NOTE TO EDITORS: THE MEDIA ARE INVITED TO ATTEND THE BREAKFAST AT NO CHARGE, PLEASE CALL EITHER 1-304-384-5348 / 6056, OR THE UNIVERSITY’S PUBLIC RELATIONS OFFICE, 1-304-384-5211, FOR RESERVATIONS.
Barbara Hawkins Is Grand Groundhog Watcher for 29th Annual Groundhog Celebration at CU
Athens, W.Va. - The 2007 Grand Groundhog Watcher will be Barbara Hawkins, chief political correspondent for the Bluefield Daily Telegraph.
Barbara Hawkins, born and educated in Virginia, adopted West Virginia as “home” in 1972 and has had her pulse on Mountain State politics for the past 30 years.

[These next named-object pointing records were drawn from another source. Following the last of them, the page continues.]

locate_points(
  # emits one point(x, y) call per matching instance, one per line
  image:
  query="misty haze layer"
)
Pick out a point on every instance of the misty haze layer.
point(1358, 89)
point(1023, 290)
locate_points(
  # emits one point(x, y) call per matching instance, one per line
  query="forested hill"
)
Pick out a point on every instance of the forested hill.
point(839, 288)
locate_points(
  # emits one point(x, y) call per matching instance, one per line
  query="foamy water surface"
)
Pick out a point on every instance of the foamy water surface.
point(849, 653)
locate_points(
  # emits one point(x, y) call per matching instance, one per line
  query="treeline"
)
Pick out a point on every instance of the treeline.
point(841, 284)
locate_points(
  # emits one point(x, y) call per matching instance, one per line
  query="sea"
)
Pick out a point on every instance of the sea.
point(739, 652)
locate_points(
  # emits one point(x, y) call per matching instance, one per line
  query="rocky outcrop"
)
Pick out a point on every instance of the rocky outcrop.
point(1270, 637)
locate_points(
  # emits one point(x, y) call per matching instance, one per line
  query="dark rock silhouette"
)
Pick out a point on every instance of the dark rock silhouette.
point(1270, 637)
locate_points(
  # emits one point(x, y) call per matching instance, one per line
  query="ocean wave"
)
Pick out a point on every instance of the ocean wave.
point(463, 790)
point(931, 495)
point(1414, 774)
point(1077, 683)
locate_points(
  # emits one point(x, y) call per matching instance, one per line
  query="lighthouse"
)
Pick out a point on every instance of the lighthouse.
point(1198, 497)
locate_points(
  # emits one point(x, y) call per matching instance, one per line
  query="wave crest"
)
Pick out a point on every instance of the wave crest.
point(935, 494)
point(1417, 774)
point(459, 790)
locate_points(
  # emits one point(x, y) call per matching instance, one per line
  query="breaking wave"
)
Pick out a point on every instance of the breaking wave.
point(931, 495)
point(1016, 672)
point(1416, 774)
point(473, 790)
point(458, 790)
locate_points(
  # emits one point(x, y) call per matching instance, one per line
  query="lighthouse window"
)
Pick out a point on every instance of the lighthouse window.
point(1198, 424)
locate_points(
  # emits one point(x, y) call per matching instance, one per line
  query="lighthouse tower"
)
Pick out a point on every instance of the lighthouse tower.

A retired state editor for the Bluefield Daily Telegraph, she spent her career covering the West Virginia Legislature and following the state’s most well-known political figures through modern-day history. Recently retired, she volunteers at a battered women’s safe haven, Pam’s Place in Princeton, named in memory of her daughter — but continues her first love, political writing, as chief political correspondent and a columnist for the Bluefield Daily Telegraph.
Ms. Hawkins biography includes the following: Princeton bureau chief, investigative reporter, city editor, and state editor for the Bluefield Daily Telegraph and Princeton Times editorial editor.
Before coming to West Virginia, she was editor of the Smyth County News and worked as a reporter for The Southwest Times in Pulaski, Va.
She has won many writing awards from the West Virginia Press Association and the West Virginia Press Women’s Association. For a period of time, Ms. Hawkins served as editorial director for the Princeton Times in addition to her duties with the Bluefield Daily Telegraph. During that time, the Princeton Times won the WVPA’s top award for editorial excellence. She also won awards from the Virginia Press Association, the National Press Women’s Association, and in 1991, became the first Bluefield Daily Telegraph staff member to win a national award for writing. Hawkins was recognized as runner-up in the National Federation of Press Women’s “community service-careers” category. The Princeton resident was recognized as “Citizen of the Year” by the Princeton-Mercer County Chamber of Commerce for her work in establishing the Mercer County E-911 Center. She served as chair for committees that constructed the Princeton Town Square and founded the Pam Hawkins Foundation.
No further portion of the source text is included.